Load multiple increasing json files by ELK stack

140 Views Asked by At

I crawled a lot of JSON files in data folder, which all named by timestamp (./data/2021-04-05-12-00.json, ./data/2021-04-05-12-30.json, ./data/2021-04-05-13-00.json, ...).

Now I'm tring to use ELK stack to load those increasing JSON files.

The JSON file is pretty printed like:

{
    "datetime": "2021-04-05 12:00:00", 
    "length": 3,
    "data": [
        {
            "id": 97816,
            "num_list": [1,2,3],
            "meta_data": "{'abc', 'cde'}"
            "short_text": "This is data 97816"
        },
        {
            "id": 97817,
            "num_list": [4,5,6],
            "meta_data": "{'abc'}"
            "short_text": "This is data 97817"
        },
        {
            "id": 97818,
            "num_list": [],
            "meta_data": "{'abc', 'efg'}"
            "short_text": "This is data 97818"
        },
    ],

}

I tried using logstash multiline plugins to extract json file, but it seems like it will handle each file as an event.

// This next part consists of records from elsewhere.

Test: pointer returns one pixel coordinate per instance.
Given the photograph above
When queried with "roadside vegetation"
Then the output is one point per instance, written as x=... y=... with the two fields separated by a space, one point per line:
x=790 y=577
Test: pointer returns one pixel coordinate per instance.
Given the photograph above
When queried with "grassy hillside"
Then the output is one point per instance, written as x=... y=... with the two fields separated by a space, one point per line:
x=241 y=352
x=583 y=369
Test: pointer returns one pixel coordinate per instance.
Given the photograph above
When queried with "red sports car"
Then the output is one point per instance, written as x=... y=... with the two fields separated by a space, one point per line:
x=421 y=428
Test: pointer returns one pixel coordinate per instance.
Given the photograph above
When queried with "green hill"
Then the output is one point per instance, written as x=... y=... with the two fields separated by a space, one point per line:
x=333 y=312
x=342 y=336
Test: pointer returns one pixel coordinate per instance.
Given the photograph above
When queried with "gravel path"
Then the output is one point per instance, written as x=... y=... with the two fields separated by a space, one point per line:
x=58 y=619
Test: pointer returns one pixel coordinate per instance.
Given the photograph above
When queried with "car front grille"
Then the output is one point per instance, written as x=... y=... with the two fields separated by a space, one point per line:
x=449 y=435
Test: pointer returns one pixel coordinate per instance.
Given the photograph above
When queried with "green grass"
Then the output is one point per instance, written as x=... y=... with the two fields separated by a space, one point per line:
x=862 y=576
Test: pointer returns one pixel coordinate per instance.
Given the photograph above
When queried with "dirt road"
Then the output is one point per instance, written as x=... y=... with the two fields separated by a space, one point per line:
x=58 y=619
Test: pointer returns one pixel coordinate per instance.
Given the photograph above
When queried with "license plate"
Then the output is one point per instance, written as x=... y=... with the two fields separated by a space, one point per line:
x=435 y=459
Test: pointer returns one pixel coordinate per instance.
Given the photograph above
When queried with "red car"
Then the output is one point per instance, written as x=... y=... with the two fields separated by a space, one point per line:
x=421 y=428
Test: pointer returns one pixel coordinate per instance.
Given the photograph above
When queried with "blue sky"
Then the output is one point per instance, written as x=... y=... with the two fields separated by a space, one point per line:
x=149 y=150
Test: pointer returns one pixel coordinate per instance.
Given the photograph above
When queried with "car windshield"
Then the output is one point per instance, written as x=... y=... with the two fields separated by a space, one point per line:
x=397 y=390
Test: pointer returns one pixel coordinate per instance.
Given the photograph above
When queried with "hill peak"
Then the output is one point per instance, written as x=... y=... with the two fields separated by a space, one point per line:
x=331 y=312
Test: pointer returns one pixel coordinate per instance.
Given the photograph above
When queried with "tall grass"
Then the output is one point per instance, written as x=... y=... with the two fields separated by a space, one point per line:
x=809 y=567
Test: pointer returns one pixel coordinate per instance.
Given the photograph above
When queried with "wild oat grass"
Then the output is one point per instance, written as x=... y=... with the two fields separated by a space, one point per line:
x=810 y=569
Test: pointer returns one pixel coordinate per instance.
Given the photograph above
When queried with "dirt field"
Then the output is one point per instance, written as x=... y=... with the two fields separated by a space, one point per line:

Is there any way to extract each record in JSON data fileds as an event ?

Also, what's the best practice for loading multiple increasing pretty-printed JSON files in ELK ?

1

There are 1 best solutions below

0
On

Using multiline is correct if you want to handle each file as one input event.

Then you need to leverage the split filter in order to create one event for each element in the data array:

filter {
  split {
    field => "data"
  }
}

So Logstash reads one file as a whole, it passes its content as a single event to the filter layer and then the split filter as shown above will spawn one new event for each element in the data array.